L’Autorisation de Mise sur le Marché est une procédure qui s’est généralisée dans la plupart des pays du monde, sous le contrôle des États, afin de garantir aux patients la sécurité et l’efficacité des médicaments, de leur conception à leur retrait du marché (notion de cycle de vie). Les médicaments, avant d’être introduits sur le marché européen ou français, doivent recevoir une AMM.

Un médicament est légalement défini comme  :

  • une substance ou composition présentée comme possédant des propriétés curatives ou préventives à l’égard de maladies, ou
  • une substance ou composition pouvant être administrée en vue d’établir un diagnostic médical, ou
  • une substance ou composition pouvant être administrée pour restaurer, corriger ou modifier des fonctions organiques.
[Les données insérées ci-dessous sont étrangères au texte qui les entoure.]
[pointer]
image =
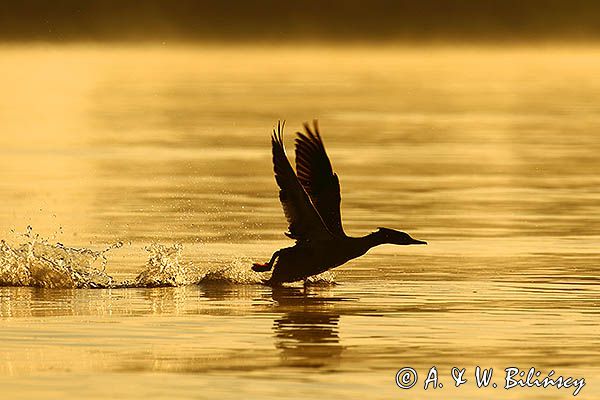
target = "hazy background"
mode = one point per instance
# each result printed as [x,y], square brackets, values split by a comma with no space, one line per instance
[274,20]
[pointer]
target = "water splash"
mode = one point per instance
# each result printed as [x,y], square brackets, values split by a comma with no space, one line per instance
[164,268]
[39,263]
[235,272]
[42,264]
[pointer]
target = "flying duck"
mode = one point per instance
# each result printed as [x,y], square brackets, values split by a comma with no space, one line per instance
[311,203]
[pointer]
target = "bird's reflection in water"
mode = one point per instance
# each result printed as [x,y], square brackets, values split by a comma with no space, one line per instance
[308,331]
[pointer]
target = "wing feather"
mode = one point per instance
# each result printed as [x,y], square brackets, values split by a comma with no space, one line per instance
[304,221]
[318,179]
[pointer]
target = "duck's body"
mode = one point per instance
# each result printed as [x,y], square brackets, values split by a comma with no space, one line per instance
[311,203]
[306,259]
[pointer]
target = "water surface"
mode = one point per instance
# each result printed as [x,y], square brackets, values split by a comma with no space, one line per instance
[489,154]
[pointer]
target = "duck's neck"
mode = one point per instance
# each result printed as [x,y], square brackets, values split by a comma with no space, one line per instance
[371,240]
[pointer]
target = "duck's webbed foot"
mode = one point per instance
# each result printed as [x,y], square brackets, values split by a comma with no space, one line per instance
[256,267]
[265,267]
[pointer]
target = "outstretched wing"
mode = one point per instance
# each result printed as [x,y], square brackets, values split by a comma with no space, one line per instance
[304,221]
[316,176]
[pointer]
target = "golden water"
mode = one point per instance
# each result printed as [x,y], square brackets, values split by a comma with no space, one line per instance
[151,166]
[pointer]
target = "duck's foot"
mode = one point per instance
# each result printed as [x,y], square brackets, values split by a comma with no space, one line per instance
[256,267]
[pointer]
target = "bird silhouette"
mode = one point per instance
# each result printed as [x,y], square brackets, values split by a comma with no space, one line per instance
[311,203]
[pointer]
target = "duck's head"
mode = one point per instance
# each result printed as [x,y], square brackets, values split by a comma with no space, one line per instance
[393,236]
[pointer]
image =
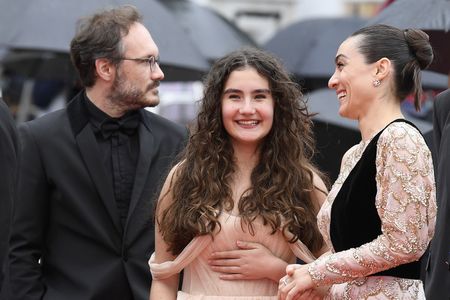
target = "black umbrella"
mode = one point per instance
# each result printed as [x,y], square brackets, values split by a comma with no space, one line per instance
[49,25]
[308,47]
[335,134]
[433,16]
[214,35]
Certaines revendications ou allégations thérapeutiques avancées pour certains produits cosmétiques ou compléments alimentaires peuvent donc valoir à leurs propriétaires les foudres des autorités de tutelle.

Principales étapes de la conception d’un médicament avant l’Autorisation de Mise sur le Marché

L’AMM est l’aboutissement d’un long processus de conception d’un médicament sûr et efficace. Ce processus prend généralement une quinzaine d’années.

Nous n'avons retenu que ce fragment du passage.